Gérald Darmanin, ministre :

Sur ce dernier point, je n'ai pas la maîtrise du calendrier parlementaire, mais à coup sûr, après que nous aurons regardé ce qui s'est passé. Je partage l'avis de Mme Jacquier-Laforge, il faut prendre un peu de temps avant de mettre fin à des marchés. Adrexo représente 22 000 salariés, sans les sous-traitants ni les intérimaires ; elle compte de nombreuses implantations locales dans tous les départements de France. La société est déjà en difficulté financière. Hors La Poste, elle est le leader français de la diffusion et de l'envoi postaux. Ce n'est pas une petite société.

Malgré la pression, à laquelle je souscris, nous devons réfléchir avant de prendre des décisions qui risquent de la mettre en péril économiquement – le marché, en ce qui la concerne, est de 93 millions d'euros – et de lui donner une très mauvaise publicité. Ayant été candidat aux élections départementales, je sais qu'un grand nombre des électeurs de ma commune n'a pas reçu les plis qui devaient être distribués par Adrexo, alors que je les ai reçus quatre fois. Étant responsable, juridiquement et politiquement, je ne cherche pas de bouc émissaire. Derrière Adrexo, il y a des salariés.

Cependant, je suis favorable à ce qu'on regarde très rapidement si l'on gagnerait à changer la loi, sans risque au regard de la conventionalité européenne et des règles de concurrence qui nous obligent. J'espère que, d'ici à la fin de la session parlementaire, le Premier ministre aura l'occasion de s'exprimer sur cette question que je lui soumettrai. Elle n'est pas sans conséquence budgétaire ni organisationnelle pour l'État, mais nous sommes capables, en temps masqué, de commencer à organiser l'élection présidentielle. Nous sommes encore dans les temps pour celle-ci ainsi que pour les élections législatives, voire référendaires, si le Président de la République ou le Parlement décidait d'un référendum dans les mois ou les années qui viennent. Il est encore temps de reprendre les choses en main.

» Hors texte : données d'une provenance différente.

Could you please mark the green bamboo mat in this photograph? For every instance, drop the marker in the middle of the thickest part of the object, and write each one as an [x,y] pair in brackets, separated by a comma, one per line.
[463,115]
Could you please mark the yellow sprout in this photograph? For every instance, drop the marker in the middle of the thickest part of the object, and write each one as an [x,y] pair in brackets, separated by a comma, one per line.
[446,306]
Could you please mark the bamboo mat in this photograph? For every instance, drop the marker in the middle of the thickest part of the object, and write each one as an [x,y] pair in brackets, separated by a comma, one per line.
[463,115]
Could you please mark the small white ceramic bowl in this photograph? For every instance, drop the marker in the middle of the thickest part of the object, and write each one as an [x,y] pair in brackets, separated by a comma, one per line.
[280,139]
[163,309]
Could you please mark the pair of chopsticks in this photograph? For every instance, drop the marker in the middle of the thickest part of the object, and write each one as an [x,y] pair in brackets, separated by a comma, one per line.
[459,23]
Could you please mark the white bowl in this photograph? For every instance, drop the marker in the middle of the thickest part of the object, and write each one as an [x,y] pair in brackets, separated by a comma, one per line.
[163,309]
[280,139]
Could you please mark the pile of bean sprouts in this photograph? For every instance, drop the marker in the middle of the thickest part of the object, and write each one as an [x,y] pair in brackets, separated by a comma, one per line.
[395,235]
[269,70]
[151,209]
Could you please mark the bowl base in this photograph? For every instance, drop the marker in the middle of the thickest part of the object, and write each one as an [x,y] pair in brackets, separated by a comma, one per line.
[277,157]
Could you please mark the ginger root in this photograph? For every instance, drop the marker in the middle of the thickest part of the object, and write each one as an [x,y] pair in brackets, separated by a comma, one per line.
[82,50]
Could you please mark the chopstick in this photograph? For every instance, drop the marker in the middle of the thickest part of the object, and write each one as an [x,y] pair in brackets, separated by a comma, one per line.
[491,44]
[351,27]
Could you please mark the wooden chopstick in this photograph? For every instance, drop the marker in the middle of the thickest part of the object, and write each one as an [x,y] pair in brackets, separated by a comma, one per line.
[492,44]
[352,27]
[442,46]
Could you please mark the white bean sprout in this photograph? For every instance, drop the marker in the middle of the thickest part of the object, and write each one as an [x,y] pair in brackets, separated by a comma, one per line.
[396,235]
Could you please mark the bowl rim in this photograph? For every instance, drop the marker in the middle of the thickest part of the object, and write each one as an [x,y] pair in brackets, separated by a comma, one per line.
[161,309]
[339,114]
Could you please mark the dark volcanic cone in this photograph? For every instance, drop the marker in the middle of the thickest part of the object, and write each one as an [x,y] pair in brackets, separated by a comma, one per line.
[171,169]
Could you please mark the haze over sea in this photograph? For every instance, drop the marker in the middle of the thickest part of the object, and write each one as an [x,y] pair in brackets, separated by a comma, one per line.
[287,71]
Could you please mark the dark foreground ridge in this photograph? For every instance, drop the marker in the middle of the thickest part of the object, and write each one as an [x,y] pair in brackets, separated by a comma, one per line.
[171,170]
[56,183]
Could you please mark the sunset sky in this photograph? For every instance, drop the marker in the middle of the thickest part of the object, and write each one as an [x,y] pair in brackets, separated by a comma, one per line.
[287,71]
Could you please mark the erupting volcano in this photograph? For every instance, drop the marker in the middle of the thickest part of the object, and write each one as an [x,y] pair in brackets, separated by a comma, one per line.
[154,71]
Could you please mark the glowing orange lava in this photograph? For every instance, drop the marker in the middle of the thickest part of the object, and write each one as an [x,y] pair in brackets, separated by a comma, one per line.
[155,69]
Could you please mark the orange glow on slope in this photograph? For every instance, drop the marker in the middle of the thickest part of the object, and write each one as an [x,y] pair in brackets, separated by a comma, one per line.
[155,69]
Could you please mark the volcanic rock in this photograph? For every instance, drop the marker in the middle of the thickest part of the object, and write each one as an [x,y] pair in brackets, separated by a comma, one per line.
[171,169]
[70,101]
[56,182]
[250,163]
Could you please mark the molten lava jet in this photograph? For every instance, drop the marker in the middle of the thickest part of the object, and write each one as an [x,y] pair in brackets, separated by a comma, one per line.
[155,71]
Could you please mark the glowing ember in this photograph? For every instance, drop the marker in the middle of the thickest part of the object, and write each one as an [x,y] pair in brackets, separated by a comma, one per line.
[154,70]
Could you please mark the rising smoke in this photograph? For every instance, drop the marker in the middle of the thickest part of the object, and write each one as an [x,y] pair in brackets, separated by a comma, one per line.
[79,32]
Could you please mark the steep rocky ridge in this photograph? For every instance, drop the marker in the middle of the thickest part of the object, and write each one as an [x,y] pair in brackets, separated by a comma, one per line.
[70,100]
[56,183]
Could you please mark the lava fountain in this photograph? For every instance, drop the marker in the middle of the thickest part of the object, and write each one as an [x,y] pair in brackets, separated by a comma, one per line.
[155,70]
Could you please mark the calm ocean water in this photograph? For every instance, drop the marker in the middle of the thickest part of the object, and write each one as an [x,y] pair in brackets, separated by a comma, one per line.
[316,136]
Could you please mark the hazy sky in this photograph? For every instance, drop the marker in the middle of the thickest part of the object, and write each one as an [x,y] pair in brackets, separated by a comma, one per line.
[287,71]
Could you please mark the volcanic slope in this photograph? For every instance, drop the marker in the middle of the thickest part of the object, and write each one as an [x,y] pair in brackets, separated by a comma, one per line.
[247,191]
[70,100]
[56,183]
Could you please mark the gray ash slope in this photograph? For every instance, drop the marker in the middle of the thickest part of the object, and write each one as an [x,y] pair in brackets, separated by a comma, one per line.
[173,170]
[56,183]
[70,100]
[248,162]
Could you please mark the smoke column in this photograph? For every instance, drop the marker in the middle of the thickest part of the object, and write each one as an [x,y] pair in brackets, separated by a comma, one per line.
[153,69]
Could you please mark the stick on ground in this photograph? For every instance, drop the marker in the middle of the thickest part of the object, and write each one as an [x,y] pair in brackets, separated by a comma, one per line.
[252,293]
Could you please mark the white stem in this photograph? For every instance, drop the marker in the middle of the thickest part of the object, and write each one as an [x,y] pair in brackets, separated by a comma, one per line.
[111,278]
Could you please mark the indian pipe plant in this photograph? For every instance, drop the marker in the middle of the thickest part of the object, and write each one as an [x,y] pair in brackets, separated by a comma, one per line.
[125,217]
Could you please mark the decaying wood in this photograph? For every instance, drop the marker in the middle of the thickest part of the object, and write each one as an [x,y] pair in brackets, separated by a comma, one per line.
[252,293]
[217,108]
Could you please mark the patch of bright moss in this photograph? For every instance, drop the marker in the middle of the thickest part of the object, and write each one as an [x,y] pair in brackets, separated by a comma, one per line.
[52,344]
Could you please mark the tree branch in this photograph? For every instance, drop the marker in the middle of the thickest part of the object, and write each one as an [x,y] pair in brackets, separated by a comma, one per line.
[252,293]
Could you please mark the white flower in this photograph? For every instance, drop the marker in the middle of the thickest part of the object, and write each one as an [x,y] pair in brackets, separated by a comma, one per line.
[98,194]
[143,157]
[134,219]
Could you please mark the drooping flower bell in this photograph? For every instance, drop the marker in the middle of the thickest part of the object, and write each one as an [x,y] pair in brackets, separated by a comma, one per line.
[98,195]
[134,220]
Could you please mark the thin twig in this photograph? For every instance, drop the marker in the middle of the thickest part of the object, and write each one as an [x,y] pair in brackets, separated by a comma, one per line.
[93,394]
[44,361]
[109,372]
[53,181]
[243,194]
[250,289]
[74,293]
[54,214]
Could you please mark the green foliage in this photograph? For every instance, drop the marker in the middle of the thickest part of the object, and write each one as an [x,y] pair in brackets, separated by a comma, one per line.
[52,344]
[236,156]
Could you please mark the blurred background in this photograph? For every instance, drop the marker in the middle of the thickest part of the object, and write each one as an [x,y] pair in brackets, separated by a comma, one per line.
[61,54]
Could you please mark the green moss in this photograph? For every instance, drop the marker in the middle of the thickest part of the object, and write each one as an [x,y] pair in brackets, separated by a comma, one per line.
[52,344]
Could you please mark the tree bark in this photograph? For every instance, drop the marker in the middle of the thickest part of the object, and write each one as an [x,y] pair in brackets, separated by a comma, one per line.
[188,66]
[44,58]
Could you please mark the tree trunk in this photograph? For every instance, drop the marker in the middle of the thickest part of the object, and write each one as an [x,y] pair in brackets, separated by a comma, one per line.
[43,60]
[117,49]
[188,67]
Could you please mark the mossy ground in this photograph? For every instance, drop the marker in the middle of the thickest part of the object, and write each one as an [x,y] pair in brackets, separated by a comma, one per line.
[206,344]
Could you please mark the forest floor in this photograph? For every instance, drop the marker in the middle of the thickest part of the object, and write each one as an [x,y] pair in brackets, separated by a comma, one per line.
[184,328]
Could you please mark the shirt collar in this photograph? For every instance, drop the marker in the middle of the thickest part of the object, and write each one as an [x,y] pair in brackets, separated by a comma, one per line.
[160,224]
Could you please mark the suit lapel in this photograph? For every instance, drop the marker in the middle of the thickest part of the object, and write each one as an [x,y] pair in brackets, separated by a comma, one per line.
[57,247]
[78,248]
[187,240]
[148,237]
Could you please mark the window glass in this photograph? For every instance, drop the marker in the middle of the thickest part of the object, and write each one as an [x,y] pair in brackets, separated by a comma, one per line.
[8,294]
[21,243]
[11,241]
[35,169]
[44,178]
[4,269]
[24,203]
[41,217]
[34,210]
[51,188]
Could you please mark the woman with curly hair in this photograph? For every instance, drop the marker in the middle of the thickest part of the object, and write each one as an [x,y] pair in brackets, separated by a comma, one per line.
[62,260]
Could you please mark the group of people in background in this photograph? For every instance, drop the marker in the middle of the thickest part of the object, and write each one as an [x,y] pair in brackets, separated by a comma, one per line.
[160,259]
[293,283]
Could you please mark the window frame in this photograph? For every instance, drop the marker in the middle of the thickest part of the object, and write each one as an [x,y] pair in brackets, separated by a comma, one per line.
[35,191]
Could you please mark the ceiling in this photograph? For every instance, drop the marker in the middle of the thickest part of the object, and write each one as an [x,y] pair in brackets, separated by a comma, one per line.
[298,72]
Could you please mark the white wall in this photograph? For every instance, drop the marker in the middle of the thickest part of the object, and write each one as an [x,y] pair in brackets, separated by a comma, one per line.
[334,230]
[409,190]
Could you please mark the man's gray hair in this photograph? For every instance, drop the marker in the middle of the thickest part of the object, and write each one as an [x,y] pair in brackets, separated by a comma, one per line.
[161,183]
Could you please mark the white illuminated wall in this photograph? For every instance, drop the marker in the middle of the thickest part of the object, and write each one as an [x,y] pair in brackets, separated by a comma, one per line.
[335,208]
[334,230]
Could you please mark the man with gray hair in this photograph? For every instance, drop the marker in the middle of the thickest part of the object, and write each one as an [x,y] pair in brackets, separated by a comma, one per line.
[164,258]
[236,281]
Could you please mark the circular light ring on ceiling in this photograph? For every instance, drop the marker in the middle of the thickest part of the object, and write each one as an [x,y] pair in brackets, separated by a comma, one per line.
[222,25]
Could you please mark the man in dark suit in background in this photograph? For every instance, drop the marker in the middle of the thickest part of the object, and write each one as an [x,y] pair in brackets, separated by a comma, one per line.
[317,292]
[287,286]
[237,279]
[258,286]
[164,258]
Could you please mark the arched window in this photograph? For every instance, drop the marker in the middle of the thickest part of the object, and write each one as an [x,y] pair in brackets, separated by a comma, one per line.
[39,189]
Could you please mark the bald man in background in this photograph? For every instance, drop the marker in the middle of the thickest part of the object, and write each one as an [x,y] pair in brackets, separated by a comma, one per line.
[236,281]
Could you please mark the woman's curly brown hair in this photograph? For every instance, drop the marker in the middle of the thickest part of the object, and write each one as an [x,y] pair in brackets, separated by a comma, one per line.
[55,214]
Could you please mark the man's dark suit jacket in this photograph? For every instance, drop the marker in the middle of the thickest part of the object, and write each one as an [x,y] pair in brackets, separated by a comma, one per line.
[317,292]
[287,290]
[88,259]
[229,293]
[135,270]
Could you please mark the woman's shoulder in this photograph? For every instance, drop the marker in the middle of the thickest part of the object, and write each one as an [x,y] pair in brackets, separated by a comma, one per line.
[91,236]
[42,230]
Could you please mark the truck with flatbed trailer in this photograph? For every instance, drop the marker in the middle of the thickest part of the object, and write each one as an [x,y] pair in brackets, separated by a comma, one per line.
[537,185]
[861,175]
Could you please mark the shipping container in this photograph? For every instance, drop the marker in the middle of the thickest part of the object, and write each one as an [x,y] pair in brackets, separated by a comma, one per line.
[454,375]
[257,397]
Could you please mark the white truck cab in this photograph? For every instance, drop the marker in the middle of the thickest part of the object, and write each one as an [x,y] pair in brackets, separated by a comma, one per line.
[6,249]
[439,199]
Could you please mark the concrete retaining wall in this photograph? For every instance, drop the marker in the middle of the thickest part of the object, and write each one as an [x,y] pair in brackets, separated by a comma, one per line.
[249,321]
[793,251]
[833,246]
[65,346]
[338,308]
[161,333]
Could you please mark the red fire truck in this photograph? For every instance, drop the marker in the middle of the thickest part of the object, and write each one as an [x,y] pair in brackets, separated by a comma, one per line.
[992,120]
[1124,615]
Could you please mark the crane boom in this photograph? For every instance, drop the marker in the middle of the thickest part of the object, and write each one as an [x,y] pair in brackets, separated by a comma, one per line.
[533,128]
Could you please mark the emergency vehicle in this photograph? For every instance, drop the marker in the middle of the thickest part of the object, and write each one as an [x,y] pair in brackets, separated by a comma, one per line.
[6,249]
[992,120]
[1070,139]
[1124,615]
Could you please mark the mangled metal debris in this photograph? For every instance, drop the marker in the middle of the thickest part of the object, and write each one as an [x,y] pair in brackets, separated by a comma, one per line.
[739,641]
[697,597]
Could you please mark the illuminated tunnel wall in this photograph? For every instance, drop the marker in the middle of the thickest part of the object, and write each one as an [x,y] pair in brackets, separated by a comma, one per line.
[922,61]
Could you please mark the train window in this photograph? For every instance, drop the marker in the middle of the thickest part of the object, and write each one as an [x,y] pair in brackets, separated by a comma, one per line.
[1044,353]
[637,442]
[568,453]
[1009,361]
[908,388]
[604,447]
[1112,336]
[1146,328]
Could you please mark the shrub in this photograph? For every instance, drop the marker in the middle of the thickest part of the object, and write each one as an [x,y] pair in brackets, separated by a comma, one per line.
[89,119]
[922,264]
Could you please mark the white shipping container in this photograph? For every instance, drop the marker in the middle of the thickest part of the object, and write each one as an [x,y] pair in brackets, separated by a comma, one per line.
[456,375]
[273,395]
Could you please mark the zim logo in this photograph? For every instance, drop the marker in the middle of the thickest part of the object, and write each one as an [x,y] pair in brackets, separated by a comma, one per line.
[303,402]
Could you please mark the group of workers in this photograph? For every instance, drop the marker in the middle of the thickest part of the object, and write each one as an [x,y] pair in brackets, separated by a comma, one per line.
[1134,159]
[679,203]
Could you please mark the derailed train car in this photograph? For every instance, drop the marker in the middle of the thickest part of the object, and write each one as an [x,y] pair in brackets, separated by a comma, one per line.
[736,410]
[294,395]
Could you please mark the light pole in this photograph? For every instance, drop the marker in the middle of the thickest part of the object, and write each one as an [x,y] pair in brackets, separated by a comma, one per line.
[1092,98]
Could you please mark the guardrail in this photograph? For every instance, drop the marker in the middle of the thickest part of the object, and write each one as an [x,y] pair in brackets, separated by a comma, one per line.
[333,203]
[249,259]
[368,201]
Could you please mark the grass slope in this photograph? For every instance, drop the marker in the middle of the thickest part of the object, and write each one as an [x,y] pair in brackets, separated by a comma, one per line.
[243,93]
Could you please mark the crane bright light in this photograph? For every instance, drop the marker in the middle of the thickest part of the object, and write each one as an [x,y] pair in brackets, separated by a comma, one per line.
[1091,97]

On peut aussi imaginer que l'on délègue intégralement le service postal, comme au Royaume-Uni, sans le soumettre à la concurrence. Porter des plis est un métier difficile, qui requiert des qualifications professionnelles, et on ne saurait concevoir d'en confier la tâche aux seuls agents des préfectures. Néanmoins, qui dit monopole dit non-maîtrise des prix ; il faudrait donc avoir une discussion avec la société La Poste. Il ne s'agirait pas que, seule sur le marché, elle puisse imposer des prix disproportionnés au contribuable. C'est sans doute une difficulté de la situation, sur laquelle doit s'interroger toute personne, notamment les parlementaires, qui contrôle le bon usage des deniers publics. Mais La Poste est une société responsable, qui comprend évidemment les impératifs de l'État.

M. Rupin a raison d'évoquer un préjudice démocratique, mais je ne pense pas que celui-ci ait altéré la sincérité du scrutin. D'ailleurs, la jurisprudence du Conseil d'État a toujours considéré que le non-acheminement de la propagande électorale n'altérait pas le scrutin. Nous verrons ce qu'il adviendra des recours formés. On semble penser que ces problèmes ne surviennent qu'aujourd'hui, mais il y a eu des précédents. J'ai cité, au Sénat, la ville d'Annecy dont aucun habitant n'a reçu la propagande électorale lors des élections européennes – La Poste était pourtant chargée de la distribution. Le métier est très difficile, il nécessite une logistique très serrée, peut-être un peu ancienne et sans doute à moderniser, ce qui explique qu'il y a toujours eu des dysfonctionnements, même s'ils n'avaient pas connu une telle ampleur. Le juge de l'élection a toujours considéré que cela n'altérait pas le scrutin. Nous verrons ce qu'il dira demain.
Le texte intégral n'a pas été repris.